Promote Code to Production
At this point, your new pack is in Git on the dev branch. The change control ticket is in the queue for Cribl Admins. What’s next? The Cribl Administrators should now review the configuration either via Git or via the Development Worker Group.
- If the Cribl Administrator team has any feedback about the configuration or changes that need to be made, then the pack should be returned to the dev team for further updates, and the change ticket should be routed back to them.
- If the Cribl Administrator team is happy with the current version, then they should promote the Git configuration to the prod/main branch and import it into the production environment.
- Ensure that tags are updated to reflect the production environment
- Commit and deploy the changes
- Test the route and pipeline
- Close the change ticket as complete
Example Scenario
The application development team needs to onboard their Shine logs into Cribl. They’ve developed an API in their application just to do this. The Cribl administration team has a Worker Group set up just for such a scenario, and they have an SSO group set up to allow Admin access to this Worker Group as needed (Cribl administrators didn’t want to have to deploy the changes). They have also created a dataset in Cribl Lake for the development team to send data to. The application development team has been through the Cribl User training and has a decent understanding of the environment.
- Change control process is kicked off; a Jira ticket is created and assigned to the application development team.

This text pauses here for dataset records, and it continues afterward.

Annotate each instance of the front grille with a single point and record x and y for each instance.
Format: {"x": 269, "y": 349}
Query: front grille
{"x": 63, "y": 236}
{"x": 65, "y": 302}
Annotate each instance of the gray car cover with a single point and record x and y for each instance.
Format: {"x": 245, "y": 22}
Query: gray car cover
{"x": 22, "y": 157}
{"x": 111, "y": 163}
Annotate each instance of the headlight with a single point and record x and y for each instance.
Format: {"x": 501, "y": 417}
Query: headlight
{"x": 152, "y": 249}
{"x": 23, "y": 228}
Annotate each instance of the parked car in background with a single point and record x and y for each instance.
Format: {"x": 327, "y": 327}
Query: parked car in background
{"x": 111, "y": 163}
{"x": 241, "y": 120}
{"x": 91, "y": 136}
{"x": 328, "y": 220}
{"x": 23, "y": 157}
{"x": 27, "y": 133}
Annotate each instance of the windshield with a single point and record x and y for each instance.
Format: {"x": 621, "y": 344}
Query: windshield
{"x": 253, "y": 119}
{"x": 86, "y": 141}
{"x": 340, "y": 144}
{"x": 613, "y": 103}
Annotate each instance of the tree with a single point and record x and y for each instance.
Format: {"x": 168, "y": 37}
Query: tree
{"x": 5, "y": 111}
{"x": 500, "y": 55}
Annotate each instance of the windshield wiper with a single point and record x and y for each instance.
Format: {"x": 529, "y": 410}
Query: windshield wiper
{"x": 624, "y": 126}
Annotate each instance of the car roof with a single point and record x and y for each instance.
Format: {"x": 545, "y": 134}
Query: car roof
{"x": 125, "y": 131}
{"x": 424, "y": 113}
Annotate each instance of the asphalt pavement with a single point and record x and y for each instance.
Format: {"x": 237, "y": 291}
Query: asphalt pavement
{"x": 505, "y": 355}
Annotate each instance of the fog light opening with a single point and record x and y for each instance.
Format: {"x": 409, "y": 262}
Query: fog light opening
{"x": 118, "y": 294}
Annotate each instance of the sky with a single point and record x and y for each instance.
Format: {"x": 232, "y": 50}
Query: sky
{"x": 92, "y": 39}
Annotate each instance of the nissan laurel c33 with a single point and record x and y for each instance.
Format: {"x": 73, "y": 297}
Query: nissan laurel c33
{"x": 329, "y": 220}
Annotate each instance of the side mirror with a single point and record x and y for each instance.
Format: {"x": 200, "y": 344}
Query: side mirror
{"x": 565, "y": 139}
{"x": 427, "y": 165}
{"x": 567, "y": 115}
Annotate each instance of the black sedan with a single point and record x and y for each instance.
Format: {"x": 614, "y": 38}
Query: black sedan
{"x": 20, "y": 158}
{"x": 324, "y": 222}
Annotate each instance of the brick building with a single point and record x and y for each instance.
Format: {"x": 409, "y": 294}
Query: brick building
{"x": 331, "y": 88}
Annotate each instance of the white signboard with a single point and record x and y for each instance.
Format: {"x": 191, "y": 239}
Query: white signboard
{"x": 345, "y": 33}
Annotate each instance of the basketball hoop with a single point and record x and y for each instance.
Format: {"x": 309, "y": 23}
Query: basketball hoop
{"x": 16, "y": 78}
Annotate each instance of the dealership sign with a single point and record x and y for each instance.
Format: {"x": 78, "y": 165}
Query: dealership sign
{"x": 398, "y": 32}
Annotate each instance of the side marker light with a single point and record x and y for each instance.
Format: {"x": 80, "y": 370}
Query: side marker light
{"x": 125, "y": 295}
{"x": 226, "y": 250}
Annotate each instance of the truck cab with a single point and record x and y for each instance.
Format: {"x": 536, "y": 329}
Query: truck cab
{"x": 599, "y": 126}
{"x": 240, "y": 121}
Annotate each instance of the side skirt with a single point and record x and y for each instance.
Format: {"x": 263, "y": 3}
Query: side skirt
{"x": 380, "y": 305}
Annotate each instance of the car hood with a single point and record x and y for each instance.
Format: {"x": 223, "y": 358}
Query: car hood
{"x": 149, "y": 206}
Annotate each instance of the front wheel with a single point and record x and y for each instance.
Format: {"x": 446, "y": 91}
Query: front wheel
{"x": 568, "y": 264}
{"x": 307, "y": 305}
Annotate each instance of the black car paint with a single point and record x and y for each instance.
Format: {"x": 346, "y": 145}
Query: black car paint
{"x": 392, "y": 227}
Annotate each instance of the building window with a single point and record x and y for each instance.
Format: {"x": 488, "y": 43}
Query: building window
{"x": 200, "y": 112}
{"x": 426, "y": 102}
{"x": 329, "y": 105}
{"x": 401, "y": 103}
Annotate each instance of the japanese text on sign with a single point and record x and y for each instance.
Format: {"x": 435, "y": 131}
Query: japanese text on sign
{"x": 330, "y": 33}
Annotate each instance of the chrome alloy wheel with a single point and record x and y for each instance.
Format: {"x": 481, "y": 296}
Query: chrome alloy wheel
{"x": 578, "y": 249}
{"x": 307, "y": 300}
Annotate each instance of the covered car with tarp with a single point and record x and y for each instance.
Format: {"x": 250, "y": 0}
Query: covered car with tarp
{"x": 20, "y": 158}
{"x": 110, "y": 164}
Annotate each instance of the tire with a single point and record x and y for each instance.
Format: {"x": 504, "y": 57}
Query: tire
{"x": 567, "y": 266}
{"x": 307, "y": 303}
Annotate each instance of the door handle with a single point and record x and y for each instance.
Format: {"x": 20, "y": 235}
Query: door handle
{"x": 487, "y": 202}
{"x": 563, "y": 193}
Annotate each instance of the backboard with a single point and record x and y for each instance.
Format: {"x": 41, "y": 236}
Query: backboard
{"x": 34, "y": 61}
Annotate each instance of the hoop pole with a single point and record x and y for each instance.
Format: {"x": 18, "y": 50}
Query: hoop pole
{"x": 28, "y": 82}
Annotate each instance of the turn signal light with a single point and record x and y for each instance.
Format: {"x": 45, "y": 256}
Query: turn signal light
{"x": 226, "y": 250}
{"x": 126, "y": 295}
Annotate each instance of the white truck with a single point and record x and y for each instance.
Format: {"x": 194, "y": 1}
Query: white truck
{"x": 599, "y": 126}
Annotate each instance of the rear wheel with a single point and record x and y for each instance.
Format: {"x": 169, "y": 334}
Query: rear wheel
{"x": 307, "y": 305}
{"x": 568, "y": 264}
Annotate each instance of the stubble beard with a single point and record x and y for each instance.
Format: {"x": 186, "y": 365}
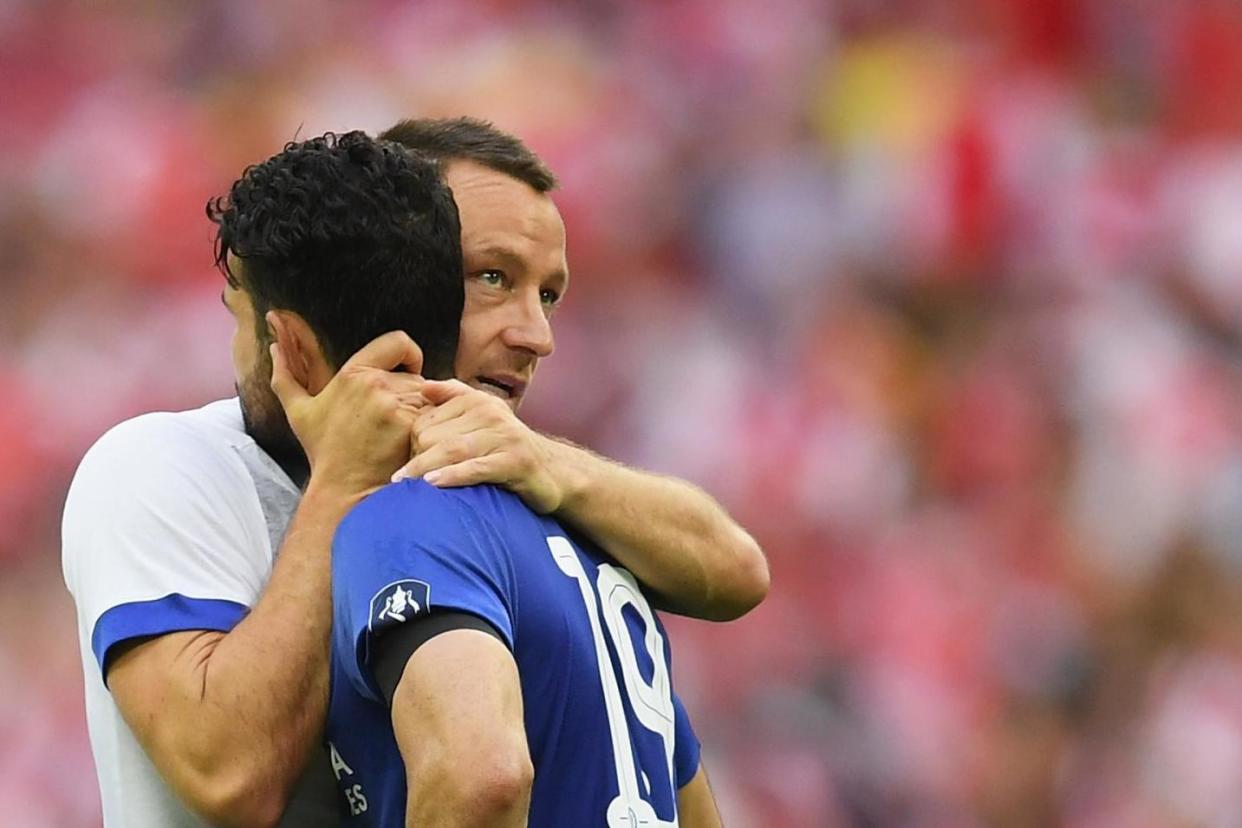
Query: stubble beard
{"x": 266, "y": 422}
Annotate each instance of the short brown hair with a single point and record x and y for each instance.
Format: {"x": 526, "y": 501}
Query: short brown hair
{"x": 470, "y": 139}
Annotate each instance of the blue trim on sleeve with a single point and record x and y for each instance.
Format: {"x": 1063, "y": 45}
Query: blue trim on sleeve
{"x": 686, "y": 746}
{"x": 172, "y": 613}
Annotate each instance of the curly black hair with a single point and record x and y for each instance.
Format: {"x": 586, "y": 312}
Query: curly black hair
{"x": 355, "y": 235}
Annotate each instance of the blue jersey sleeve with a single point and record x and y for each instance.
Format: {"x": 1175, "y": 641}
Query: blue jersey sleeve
{"x": 686, "y": 746}
{"x": 403, "y": 553}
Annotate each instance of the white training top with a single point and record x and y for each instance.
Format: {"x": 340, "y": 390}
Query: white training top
{"x": 172, "y": 523}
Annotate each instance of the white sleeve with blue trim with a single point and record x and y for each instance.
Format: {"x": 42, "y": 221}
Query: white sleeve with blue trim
{"x": 404, "y": 551}
{"x": 162, "y": 533}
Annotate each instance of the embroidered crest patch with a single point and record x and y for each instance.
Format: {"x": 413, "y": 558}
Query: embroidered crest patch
{"x": 399, "y": 602}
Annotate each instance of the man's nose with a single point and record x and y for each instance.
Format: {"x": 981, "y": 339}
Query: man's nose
{"x": 529, "y": 328}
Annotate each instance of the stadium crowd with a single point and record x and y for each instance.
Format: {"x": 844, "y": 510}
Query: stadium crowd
{"x": 942, "y": 299}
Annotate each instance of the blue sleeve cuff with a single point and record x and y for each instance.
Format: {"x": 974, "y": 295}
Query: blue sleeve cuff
{"x": 172, "y": 613}
{"x": 687, "y": 750}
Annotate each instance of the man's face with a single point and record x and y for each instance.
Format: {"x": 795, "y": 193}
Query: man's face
{"x": 252, "y": 374}
{"x": 513, "y": 246}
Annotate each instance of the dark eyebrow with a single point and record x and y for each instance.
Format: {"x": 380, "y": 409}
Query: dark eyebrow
{"x": 504, "y": 255}
{"x": 509, "y": 258}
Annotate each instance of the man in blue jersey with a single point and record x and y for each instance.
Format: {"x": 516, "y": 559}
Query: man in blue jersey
{"x": 509, "y": 661}
{"x": 489, "y": 668}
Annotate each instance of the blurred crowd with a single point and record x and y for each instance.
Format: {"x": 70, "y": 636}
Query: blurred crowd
{"x": 943, "y": 298}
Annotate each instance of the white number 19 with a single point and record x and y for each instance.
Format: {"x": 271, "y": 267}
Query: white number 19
{"x": 652, "y": 702}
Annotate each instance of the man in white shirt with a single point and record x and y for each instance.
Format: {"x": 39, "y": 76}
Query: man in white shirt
{"x": 196, "y": 543}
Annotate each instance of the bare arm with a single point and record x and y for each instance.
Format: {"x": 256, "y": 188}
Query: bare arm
{"x": 457, "y": 719}
{"x": 229, "y": 719}
{"x": 696, "y": 806}
{"x": 671, "y": 534}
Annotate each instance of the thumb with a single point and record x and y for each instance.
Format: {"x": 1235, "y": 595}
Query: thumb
{"x": 440, "y": 391}
{"x": 286, "y": 386}
{"x": 386, "y": 353}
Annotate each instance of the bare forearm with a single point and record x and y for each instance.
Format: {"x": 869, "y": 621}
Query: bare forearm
{"x": 672, "y": 535}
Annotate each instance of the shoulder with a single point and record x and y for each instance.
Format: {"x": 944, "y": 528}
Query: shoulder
{"x": 160, "y": 467}
{"x": 429, "y": 508}
{"x": 150, "y": 441}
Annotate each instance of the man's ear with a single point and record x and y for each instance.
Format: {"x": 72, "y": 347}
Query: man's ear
{"x": 302, "y": 350}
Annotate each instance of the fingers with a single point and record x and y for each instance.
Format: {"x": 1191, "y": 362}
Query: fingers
{"x": 440, "y": 391}
{"x": 388, "y": 351}
{"x": 447, "y": 445}
{"x": 472, "y": 472}
{"x": 441, "y": 414}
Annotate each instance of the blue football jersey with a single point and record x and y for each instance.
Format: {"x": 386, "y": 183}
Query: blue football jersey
{"x": 609, "y": 739}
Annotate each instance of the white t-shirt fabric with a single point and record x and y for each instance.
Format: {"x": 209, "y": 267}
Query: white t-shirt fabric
{"x": 172, "y": 523}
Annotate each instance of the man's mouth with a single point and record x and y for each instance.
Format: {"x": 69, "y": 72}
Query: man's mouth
{"x": 508, "y": 389}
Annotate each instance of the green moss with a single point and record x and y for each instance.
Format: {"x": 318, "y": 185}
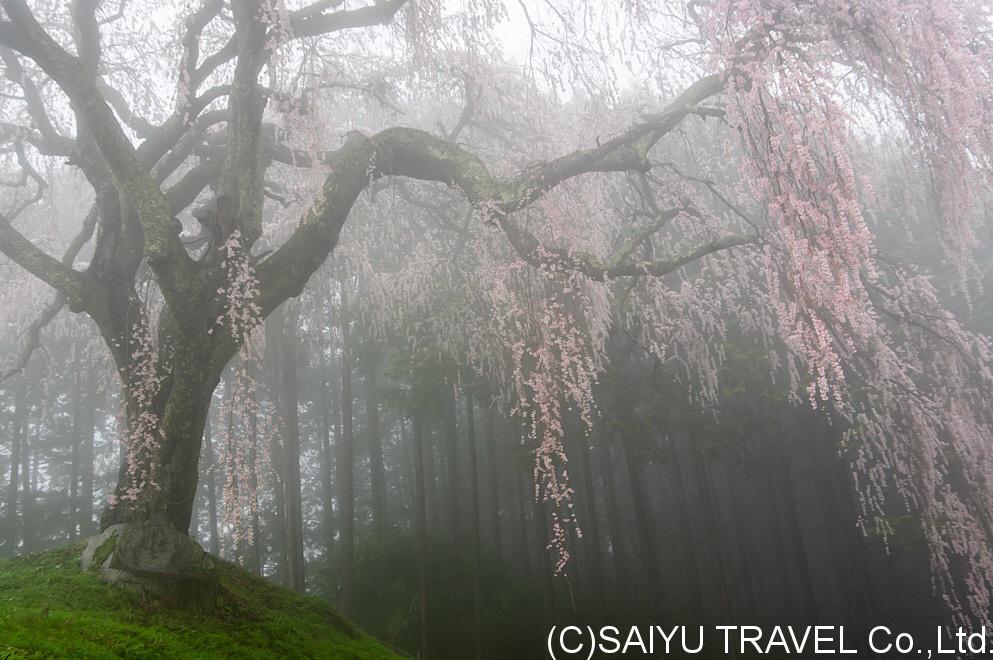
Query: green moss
{"x": 101, "y": 554}
{"x": 51, "y": 609}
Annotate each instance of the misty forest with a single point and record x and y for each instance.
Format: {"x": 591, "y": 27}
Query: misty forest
{"x": 416, "y": 328}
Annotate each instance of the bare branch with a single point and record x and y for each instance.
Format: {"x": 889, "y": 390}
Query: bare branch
{"x": 379, "y": 13}
{"x": 419, "y": 155}
{"x": 33, "y": 341}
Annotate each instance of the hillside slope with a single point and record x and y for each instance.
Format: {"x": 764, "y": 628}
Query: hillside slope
{"x": 51, "y": 609}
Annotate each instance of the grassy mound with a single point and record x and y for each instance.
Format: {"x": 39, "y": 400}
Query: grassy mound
{"x": 49, "y": 608}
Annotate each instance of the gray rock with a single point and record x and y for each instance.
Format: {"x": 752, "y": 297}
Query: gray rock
{"x": 152, "y": 558}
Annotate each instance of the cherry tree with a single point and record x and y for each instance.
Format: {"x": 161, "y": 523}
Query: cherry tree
{"x": 197, "y": 125}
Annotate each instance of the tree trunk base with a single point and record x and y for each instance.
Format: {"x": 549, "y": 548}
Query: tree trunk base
{"x": 154, "y": 559}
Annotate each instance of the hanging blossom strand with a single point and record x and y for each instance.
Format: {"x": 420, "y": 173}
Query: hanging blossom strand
{"x": 241, "y": 454}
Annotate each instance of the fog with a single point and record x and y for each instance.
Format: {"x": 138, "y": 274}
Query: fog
{"x": 476, "y": 321}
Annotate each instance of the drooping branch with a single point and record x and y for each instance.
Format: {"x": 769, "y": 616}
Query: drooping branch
{"x": 419, "y": 155}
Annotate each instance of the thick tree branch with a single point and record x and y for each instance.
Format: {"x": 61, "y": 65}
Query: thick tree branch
{"x": 380, "y": 13}
{"x": 165, "y": 252}
{"x": 419, "y": 155}
{"x": 40, "y": 264}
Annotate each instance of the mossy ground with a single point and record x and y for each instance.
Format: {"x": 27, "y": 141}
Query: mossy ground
{"x": 49, "y": 608}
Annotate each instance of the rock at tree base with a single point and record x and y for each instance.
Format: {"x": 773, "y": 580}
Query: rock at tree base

- Application development team requests to be added to the identity group that is tied to the Development Worker Group.
- Application development team creates a Git repository called shine_stream_ingest; they update the ticket with this information.
- Application development team navigates to Cribl, accesses the Development Worker Group, and creates a pack with the pack ID of shine_stream_ingest and the name Shine Stream Ingest. They also fill out the details of the pack, like the README and tags, in accordance with the organization’s data governance conditions.
- Application development team creates a REST API collector Source, a pipeline to parse their data efficiently, a Cribl Lake Destination, and a route that pieces these things together.
- Application development team commits and deploys their changes.
- Application development team tests their data ingest from end to end within the Testing workspace.
- Application development team ensures that everything is added to the pack, save it, and export it. Then they import it to a dev branch in Git and notify the Cribl Administration team by moving the change control ticket into their queue.
- Cribl Administration team reviews the pack. They import it into the appropriate production worker group and test it. They deem it safe and efficient. They update the tags to reflect production, save the changes, commit and deploy the changes, and export it to the main branch in Git.
- Cribl Administration team updates the change ticket with the new Git information and closes the change as complete.